Recently, I came across the idea of implementing a universal unarchiver written in Rust. Why exactly? Well, because for my projects where I had to unpack various data sources and some of it where .zip archives while the other could be .tar or .tar.gz or whatever else.
Of course, I already almost remembered all the syntax like
7z x archive.7z or maybe unzip archive.zip but it was annoying. Partially, because some of the toold were not installed in Ubuntu by default and I had to do it manually.
The original idea was to create a universal unarchiver which support various archive formats. Quite quickly I gave up on this idea as it was too much of work for a simple excercise.
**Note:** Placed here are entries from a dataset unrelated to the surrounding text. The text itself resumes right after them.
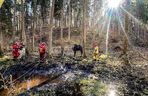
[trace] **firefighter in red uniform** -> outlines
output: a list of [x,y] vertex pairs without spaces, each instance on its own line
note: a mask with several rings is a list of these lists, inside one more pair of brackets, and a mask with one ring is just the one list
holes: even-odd
[[39,44],[40,60],[43,61],[46,57],[46,44],[44,42]]
[[18,59],[18,57],[20,56],[20,52],[19,52],[19,44],[18,42],[15,42],[13,45],[12,45],[12,55],[13,55],[13,59]]

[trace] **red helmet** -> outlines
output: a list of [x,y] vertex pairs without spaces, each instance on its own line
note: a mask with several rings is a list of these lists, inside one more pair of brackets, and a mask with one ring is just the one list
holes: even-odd
[[45,42],[42,42],[42,43],[40,43],[40,45],[39,45],[40,48],[43,48],[43,47],[45,47],[45,46],[46,46]]
[[98,46],[98,44],[97,44],[97,42],[94,42],[93,47],[96,47],[96,46]]

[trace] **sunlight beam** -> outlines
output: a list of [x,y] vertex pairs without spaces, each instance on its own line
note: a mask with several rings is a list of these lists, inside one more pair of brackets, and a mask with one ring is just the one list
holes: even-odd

So, I ended up implementing for the ZIP archives.
My original plan was:
- Check out the ZIP format specification
- Start implementing it in Rust just in the
main.rsfunction for simplicity as I knew I had to deal with byte manipulation quite a lot - Once logic is ready, test it for archive with a single file and later with multi-file archive
- Cover with the tests
Sounds like a fun, let’s start.
ZIP format specification
A ZIP file consists of the following logic parts:
[Local File Header 1]
[File Data 1]
[Local File Header 2]
[File Data 2]
...
[Local File Header n]
[File Data n]
[Central Directory]
[End of Central Directory]
1. Local File Header
Located immediately before each file’s data.
Signature: 0x04034b50 (4 bytes, little-endian)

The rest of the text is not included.